But Phemelo has not completely left the world of dance behind – she won coveted trophies in Latin American & Ballroom in the Juvenile, Junior and Youth categories and also represented South Africa four times at the World Dance Sport Championships.

She teaches dance in South Africa’s Pretoria and Johannesburg, and describes herself on Instagram as ‘MTB [motorbike] rider, swimmer, hiker, fitness enthusiast, ambitious’.

But Phemelo wasn’t the only sister who initially pursued an academic career.

Motsi studied law at the University of Pretoria and was set to join the family law firm before she decided to swap her legal studies for dance.

And Oti studied civil engineering for four years because she “liked maths and science,” but admitted she missed dancing too much and went back to performing.

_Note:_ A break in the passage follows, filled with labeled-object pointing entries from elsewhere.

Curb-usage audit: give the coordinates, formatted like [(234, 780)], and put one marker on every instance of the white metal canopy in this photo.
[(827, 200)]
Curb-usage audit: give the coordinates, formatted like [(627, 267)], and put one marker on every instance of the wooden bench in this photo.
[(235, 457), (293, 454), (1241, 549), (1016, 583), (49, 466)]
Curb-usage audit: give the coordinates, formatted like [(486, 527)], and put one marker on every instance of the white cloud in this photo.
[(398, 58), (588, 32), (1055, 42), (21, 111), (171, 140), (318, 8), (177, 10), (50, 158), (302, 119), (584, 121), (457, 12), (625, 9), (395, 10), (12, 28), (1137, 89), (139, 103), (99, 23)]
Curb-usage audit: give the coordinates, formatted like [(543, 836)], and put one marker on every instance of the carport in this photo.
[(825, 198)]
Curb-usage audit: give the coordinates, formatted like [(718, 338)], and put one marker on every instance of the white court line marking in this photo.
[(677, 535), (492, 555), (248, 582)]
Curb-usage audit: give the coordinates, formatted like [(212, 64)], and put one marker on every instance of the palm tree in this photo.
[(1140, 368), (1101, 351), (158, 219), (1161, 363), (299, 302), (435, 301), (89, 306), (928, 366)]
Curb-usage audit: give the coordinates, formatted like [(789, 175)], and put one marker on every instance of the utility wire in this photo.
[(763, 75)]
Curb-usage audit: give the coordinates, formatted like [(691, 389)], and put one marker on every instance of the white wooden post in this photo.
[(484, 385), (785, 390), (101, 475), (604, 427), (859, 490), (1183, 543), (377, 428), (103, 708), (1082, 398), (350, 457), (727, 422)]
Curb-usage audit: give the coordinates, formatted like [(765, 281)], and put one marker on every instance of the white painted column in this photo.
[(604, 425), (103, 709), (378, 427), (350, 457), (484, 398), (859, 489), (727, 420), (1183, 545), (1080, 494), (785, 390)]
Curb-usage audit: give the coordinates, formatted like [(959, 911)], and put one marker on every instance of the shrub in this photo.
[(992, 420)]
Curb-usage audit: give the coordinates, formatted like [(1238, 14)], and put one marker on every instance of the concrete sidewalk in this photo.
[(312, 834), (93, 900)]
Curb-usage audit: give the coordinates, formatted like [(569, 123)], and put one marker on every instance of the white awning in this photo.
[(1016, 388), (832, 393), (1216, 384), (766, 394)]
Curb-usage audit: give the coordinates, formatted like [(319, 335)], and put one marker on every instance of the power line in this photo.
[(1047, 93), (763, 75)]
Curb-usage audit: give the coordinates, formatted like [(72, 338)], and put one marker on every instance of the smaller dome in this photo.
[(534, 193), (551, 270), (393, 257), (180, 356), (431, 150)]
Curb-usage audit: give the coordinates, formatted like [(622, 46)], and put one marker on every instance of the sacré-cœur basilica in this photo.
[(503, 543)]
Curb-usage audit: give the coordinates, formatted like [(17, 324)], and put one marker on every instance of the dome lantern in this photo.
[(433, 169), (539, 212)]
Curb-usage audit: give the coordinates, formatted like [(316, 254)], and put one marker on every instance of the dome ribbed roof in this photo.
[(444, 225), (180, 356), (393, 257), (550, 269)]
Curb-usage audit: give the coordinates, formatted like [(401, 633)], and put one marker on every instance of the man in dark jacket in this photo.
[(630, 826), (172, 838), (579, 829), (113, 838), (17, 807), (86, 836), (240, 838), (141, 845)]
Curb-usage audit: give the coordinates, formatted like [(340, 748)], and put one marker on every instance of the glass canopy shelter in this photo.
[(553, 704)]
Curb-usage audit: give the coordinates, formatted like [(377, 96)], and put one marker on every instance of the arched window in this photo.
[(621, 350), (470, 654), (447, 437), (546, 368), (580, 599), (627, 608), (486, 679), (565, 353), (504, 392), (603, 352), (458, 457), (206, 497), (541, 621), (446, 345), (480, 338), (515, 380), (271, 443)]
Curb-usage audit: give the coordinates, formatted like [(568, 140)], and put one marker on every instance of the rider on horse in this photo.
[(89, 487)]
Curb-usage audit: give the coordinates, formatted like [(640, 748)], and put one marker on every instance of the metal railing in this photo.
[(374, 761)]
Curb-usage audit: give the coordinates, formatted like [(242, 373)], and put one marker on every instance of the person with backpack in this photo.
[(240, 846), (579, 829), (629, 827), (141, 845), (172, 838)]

They might live in different countries, but the lookalike sisters still gush over each other on social media, proving their bond is intact.




Oti posted a snap of the three of them together on Instagram, remarking they all shared the “same nose”.

Phemelo posted a photo of Motsi and Oti, writing alongside it: “I love how my sisters embrace their natural state, it makes them sooo beautiful to me @motsimabuse @otimabuse.”

Oti responded: “You mean no makeup?

“You’re beautiful the most when you’re happy @phemelom.”

Motsi also posted sharing some touching advice that her mother gave her when she was little.

“Be nice to your sisters,” she recalled her mum saying.

“Your friends will come and go, but you will always have your sisters. And I promise that someday they will be your best friends.”

She went on to call Oti and Phemelo her “support,” her “allies,” her “audience and critics” and her “best friends”.